IT’S a little bit late to wish you a happy New Year and, in any case, if you are in almost any sector of the travel industry, it has not been too happy a one so far.



We went into Christmas broadly ahead of last year, but since then bookings have been particularly disappointing for almost all operators and agents.



At the present rate of sale, we will get to the end of January less well sold than at the same time last year, and possibly at lower margins too.



So why? And should we be worried about it?



First a little comfort. We are, of course, comparing current 1999 season trading with what was, in 1998, an exceptionally good year, especially by the end of January. And although it went pear-shaped in May and June, it recovered very well and sales, margins and profits were very good.



Also, January 1998 was a very big promotional month for a number of companies, especially for Carlson Worldchoice with its big TV and press campaign to launch its rebrand; for Inspirations, which prospered on its coat-tails; and for the Thomson/Lunn Poly group too.



That level of activity is not there this year and those two groups are, typically, thought to be doing less well year on year.



That’s the comfort. Less comfortable, perhaps, is the gloomy sounding economic news. Everyone is talking recession and lack of consumer confidence.



Last week, for instance, the British Retail Consortium, which adds up high-street sales across all types of product, said that sales in the three months before Christmas had shown negative growth year-on-year, and it quoted many high-street retailers as saying that Christmas itself was the worst in living memory.



It is said that in the current climate, significantly fewer people will want to buy. Well, I wonder. We have been here before.



There is gloom in the media certainly, but, I have to say, not among those who really count, and that is those people who are actually in a job.

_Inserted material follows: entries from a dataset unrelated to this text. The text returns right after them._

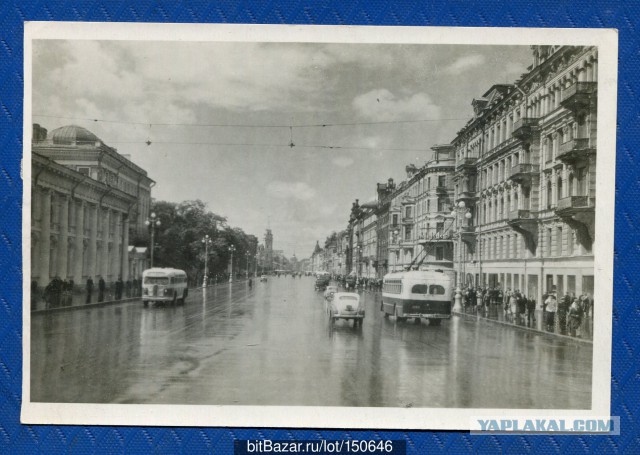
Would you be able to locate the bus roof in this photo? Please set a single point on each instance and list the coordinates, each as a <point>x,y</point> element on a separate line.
<point>418,275</point>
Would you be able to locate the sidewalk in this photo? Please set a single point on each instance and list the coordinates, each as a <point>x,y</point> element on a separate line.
<point>496,314</point>
<point>79,300</point>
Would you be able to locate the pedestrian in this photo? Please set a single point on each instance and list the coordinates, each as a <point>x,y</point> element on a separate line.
<point>531,311</point>
<point>575,317</point>
<point>119,288</point>
<point>563,308</point>
<point>101,288</point>
<point>66,293</point>
<point>89,288</point>
<point>550,312</point>
<point>35,294</point>
<point>513,304</point>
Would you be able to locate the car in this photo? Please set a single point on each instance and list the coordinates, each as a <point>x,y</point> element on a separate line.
<point>330,291</point>
<point>346,305</point>
<point>322,282</point>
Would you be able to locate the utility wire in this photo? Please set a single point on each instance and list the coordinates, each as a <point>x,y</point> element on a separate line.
<point>233,125</point>
<point>237,144</point>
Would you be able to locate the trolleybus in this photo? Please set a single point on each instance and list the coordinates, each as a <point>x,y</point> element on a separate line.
<point>417,294</point>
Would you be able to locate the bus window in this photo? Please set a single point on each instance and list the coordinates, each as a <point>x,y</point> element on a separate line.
<point>420,289</point>
<point>436,289</point>
<point>156,280</point>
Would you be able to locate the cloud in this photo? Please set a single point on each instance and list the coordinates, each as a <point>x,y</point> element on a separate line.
<point>383,105</point>
<point>465,63</point>
<point>342,161</point>
<point>515,68</point>
<point>286,190</point>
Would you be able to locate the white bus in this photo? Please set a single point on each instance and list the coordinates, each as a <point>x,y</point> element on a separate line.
<point>417,294</point>
<point>164,285</point>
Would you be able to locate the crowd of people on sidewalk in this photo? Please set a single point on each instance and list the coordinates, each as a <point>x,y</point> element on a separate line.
<point>563,316</point>
<point>60,293</point>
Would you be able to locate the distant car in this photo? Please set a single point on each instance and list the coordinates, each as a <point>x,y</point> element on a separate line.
<point>322,282</point>
<point>330,291</point>
<point>346,305</point>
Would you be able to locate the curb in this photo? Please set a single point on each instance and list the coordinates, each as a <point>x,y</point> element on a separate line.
<point>81,307</point>
<point>106,303</point>
<point>529,329</point>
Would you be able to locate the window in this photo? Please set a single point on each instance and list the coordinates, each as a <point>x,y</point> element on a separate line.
<point>570,241</point>
<point>559,241</point>
<point>436,289</point>
<point>420,289</point>
<point>156,280</point>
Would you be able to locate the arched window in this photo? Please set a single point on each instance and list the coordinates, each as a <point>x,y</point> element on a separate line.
<point>571,187</point>
<point>559,192</point>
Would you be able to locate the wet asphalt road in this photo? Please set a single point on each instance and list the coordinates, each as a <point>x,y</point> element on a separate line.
<point>273,345</point>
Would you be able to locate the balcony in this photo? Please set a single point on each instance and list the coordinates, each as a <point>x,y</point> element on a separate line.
<point>406,199</point>
<point>523,173</point>
<point>571,151</point>
<point>579,95</point>
<point>518,215</point>
<point>435,235</point>
<point>524,222</point>
<point>579,213</point>
<point>466,163</point>
<point>573,202</point>
<point>467,197</point>
<point>525,127</point>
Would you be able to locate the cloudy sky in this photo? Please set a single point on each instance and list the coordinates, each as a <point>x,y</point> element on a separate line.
<point>221,118</point>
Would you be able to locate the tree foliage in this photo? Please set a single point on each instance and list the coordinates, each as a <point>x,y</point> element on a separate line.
<point>178,240</point>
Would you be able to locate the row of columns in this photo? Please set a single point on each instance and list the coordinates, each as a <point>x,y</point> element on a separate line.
<point>115,263</point>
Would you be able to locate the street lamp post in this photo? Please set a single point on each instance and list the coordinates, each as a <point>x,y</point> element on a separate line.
<point>154,222</point>
<point>231,249</point>
<point>206,240</point>
<point>392,240</point>
<point>458,211</point>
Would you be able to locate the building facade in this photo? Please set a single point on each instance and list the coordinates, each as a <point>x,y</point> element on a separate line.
<point>82,211</point>
<point>525,166</point>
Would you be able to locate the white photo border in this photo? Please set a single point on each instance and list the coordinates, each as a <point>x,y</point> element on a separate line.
<point>339,417</point>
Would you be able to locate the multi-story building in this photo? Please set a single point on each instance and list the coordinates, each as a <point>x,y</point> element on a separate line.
<point>525,168</point>
<point>383,232</point>
<point>86,200</point>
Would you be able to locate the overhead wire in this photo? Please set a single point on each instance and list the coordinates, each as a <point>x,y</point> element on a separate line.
<point>244,125</point>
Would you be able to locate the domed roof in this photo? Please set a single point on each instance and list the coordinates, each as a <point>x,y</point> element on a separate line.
<point>73,134</point>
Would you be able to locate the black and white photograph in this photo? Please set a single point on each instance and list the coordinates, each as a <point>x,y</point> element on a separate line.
<point>316,226</point>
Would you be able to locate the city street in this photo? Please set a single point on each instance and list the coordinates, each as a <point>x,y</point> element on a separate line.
<point>272,344</point>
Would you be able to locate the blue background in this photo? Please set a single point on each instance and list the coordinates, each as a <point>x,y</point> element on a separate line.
<point>625,381</point>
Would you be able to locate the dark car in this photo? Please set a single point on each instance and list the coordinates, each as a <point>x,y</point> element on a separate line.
<point>322,282</point>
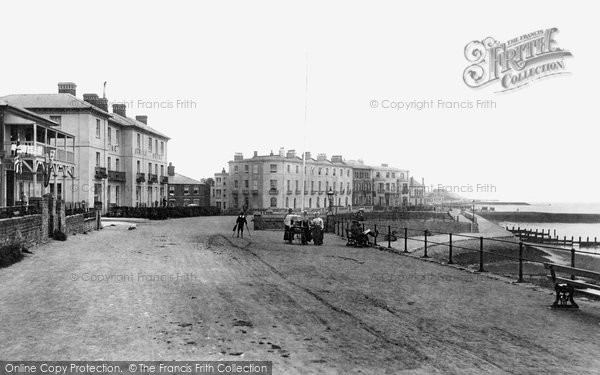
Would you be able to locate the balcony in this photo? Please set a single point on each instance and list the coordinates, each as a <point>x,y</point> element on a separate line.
<point>100,173</point>
<point>116,176</point>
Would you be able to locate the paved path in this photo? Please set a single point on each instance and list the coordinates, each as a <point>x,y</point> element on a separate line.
<point>184,289</point>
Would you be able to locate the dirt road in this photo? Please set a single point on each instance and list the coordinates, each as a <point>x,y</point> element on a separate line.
<point>184,289</point>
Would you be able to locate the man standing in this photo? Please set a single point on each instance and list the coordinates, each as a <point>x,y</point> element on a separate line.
<point>240,222</point>
<point>317,232</point>
<point>287,222</point>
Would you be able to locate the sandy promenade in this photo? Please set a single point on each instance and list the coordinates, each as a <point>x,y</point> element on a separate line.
<point>184,289</point>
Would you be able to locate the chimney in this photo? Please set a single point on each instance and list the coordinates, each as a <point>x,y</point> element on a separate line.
<point>94,100</point>
<point>142,118</point>
<point>120,109</point>
<point>67,88</point>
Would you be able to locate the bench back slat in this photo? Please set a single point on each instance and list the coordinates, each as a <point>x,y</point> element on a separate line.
<point>571,271</point>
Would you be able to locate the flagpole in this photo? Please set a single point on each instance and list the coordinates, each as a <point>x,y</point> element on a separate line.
<point>304,132</point>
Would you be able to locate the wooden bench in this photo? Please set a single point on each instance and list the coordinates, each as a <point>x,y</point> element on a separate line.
<point>566,287</point>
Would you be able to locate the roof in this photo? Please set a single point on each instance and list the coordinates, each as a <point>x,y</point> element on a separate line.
<point>127,121</point>
<point>180,179</point>
<point>27,113</point>
<point>55,101</point>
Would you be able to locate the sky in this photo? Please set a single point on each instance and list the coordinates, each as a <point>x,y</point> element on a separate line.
<point>226,77</point>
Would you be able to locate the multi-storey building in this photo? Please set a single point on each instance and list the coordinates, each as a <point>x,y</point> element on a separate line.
<point>285,180</point>
<point>390,186</point>
<point>104,142</point>
<point>416,192</point>
<point>33,149</point>
<point>185,191</point>
<point>218,197</point>
<point>136,161</point>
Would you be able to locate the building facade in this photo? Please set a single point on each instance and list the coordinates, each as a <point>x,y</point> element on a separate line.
<point>218,196</point>
<point>279,181</point>
<point>36,157</point>
<point>185,191</point>
<point>112,151</point>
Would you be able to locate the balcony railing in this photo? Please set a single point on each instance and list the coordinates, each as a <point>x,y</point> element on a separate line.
<point>116,176</point>
<point>100,173</point>
<point>36,149</point>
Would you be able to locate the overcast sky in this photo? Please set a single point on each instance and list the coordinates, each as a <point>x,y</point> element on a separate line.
<point>243,66</point>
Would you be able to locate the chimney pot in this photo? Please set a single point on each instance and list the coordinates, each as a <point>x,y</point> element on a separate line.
<point>142,118</point>
<point>67,88</point>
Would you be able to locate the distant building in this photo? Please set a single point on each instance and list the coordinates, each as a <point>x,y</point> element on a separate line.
<point>416,192</point>
<point>185,191</point>
<point>218,195</point>
<point>275,181</point>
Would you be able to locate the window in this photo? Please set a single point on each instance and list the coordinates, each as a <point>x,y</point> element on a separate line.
<point>56,119</point>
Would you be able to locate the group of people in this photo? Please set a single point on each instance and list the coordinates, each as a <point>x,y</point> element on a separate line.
<point>309,229</point>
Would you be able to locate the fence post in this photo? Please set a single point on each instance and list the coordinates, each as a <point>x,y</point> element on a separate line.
<point>450,249</point>
<point>481,254</point>
<point>375,238</point>
<point>573,261</point>
<point>425,249</point>
<point>520,262</point>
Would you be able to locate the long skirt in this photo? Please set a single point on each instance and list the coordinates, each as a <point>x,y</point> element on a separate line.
<point>317,235</point>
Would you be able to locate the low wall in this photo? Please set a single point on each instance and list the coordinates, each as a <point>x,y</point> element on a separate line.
<point>26,230</point>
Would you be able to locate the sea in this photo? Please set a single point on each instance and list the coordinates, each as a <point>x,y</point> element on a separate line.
<point>569,230</point>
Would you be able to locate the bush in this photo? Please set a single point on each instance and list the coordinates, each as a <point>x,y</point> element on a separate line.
<point>59,235</point>
<point>10,254</point>
<point>162,213</point>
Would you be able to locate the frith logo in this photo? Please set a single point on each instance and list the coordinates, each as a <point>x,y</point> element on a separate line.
<point>515,63</point>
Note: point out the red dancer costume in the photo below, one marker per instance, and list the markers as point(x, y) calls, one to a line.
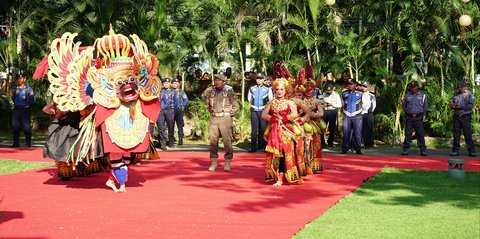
point(120, 83)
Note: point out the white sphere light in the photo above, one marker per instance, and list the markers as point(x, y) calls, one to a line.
point(337, 20)
point(465, 20)
point(330, 2)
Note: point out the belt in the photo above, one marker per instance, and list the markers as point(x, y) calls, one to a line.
point(221, 114)
point(464, 115)
point(415, 115)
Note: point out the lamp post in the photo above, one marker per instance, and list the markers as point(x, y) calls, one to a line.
point(330, 2)
point(465, 21)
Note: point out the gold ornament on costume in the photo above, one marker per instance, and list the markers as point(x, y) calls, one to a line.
point(465, 20)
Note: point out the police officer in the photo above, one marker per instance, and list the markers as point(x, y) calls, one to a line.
point(331, 104)
point(462, 104)
point(222, 104)
point(367, 115)
point(352, 119)
point(415, 105)
point(23, 97)
point(166, 114)
point(258, 96)
point(180, 100)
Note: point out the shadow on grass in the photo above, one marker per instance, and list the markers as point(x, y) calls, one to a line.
point(423, 188)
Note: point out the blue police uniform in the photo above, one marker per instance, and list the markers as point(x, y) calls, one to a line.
point(352, 120)
point(258, 96)
point(23, 98)
point(367, 121)
point(180, 101)
point(415, 107)
point(462, 121)
point(166, 115)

And at the moment, there are more people in a job than at the same time last year, and annual salary rises have been, if only marginally, ahead of inflation.



That is not to say that there isn’t nervousness, but nobody is really expecting a sharp increase in unemployment this year.



Interest rates, and in particular mortgage rates, are falling – a vital factor in holiday buying decisions in the past. And those rates are likely to continue falling throughout the year.



The product remains a priority buy for the public. Our customers like and want what we offer, at the prices we offer it at.



But this is one of those years when the customer will be cautious and book later – but in my view, book they will.



Of course, if experience tells us anything, a waiting consumer will cause operators to drop their prices, driven as much by market-share issues as by any real need to bribe those ultimately willing customers to book.



So, I predict an overall final market not much smaller, if at all, than a record 1998, although at possibly lower margins; but not a disaster, unless some new macho kid on the block wants to prove something and increase capacity – as happened in 1995.



But I am afraid to say not everyone will benefit equally. The bigger companies will continue to squeeze the smaller ones.



One thing not clear to me, however, is whether the much vaunted new integrated trading strategies of the big four, in all their various levels of development, are actually creating more business, more share or indeed are actually working.